I arose early, having promised that I would look over someone’s computer that had been updated at the end of last week. Blinking, as usual, I peered out of the kitchen window to see the known universe was coated with a thick blanket of snow. The same snow that had started yesterday and had been predicted a week ago. To check on the nation’s preparedness, I went to the front window to see the main road outside our flat equally deep and crisp and even un-gritted. Checking the news, I found that - due to the unexpected nature of the white stuff descending without warning from an unknown source - the known civilised world, south of the Thames at least, had ground to a halt. I sent a text message to a friend who lives near the station I would need: she said that all was pretty impassable and that no buses were running, so at half past eight I left a message postponing my 10 o’clock visit.
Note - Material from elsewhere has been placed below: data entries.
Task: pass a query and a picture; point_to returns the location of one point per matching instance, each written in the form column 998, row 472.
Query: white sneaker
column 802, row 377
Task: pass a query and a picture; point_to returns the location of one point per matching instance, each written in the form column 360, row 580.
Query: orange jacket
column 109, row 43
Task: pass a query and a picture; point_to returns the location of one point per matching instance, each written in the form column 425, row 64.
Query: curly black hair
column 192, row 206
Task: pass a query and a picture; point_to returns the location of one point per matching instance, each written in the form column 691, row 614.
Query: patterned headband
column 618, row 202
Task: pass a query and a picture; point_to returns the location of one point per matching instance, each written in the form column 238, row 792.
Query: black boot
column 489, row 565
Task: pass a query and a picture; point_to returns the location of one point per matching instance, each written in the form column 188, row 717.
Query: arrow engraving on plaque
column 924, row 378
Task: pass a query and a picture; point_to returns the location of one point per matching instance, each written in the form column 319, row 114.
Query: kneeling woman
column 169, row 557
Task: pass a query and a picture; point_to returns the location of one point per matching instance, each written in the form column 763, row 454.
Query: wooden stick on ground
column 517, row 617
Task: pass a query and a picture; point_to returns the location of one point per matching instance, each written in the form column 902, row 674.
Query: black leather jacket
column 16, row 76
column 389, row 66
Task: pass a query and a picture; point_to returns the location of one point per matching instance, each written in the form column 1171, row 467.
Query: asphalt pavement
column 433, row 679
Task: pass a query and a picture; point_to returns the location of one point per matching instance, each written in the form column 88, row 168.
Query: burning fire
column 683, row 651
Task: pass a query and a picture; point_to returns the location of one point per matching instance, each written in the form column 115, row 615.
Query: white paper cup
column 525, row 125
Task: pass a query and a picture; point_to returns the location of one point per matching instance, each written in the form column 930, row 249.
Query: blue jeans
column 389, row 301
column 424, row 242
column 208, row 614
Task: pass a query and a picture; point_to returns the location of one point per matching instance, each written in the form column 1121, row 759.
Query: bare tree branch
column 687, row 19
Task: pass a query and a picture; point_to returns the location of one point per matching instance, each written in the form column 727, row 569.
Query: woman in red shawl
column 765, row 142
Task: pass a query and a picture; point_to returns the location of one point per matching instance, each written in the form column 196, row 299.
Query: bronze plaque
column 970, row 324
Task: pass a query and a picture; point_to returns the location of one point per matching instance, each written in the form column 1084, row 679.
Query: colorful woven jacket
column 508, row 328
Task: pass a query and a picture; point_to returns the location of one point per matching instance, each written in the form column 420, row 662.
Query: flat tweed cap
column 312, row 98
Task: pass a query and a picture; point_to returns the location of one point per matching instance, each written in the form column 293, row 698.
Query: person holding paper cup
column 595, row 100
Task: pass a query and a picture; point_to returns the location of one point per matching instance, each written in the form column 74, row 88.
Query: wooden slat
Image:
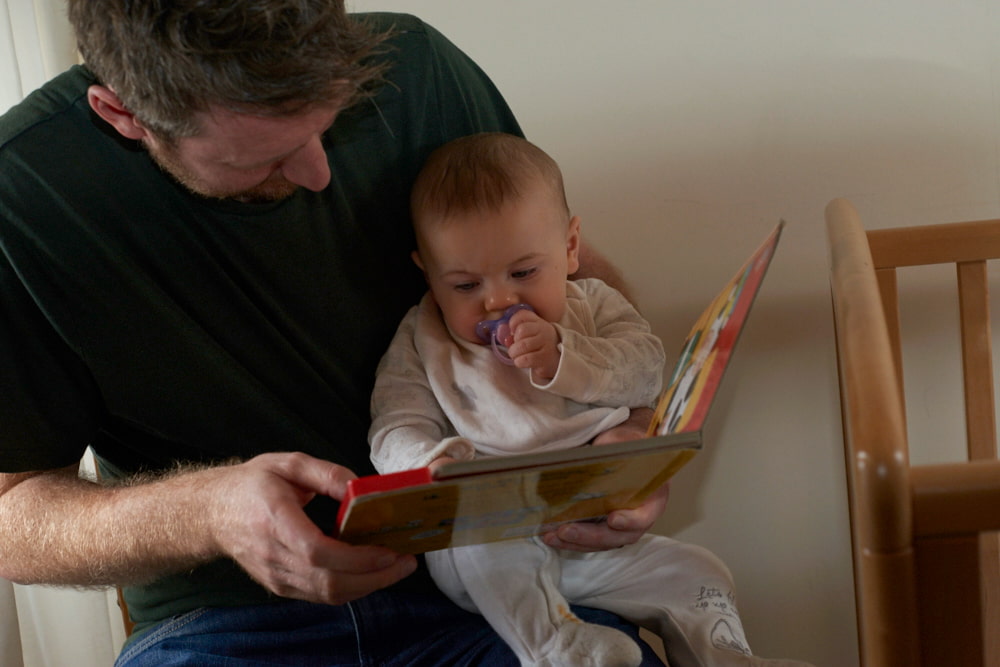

The person I was due to assist seemed more worried that his accounts could not be done, so I assured him that the older machine was still in exactly the same condition, containing exactly the same software and data, as it was on Friday and that the newer machine could safely be ignored until I could tunnel a route to him in the next few days through the snow drifts.
“Wait a moment, ” I thought, “I, who am disabled and mentally ill, seem far more prepared and less worried by this unforeseeable (read “entirely predictable”) calamity than the people in charge of civic and corporate governance.” I suppose that is in part because, in order to cope and to manage my day-to-day life, I have to be prepared for what are - to me, at least - far worse crises occurring without warning: as such can often be spotted a mile off once one learns how to recognise the triggers and portents.
Visits to the local shops were similarly galling: there had been panic buying of bread, milk and eggs*. As I have spent most of the time since the early 1970s living through my own vision of the Cold War, brought about as a consequence of repeated abuses confirming my Post Traumatic Stress Disorder, the supplies of tinned, powdered and dried goods that have been set aside for such emergencies as daily living should stand us in good stead for some time after the snows have passed.
Who then will be ready for the next crisis? My coping strategies may seem a little odd to many, but they do work in times of “real” emergency as well as as those of mine own perception.
I must admit to an imperfection in all this: I was rather snappy towards my wife late this evening when she suggested that something we have planned for tomorrow might be beyond our collective super-human powers, or at least those borrowed from the Pharaohs. I’m sorry.

* “Perhaps they are offering up sacrifices of French Toast to either assuage a displeased Deity or to provide extra traction” were my particular thoughts on finding bare shelves in the shops.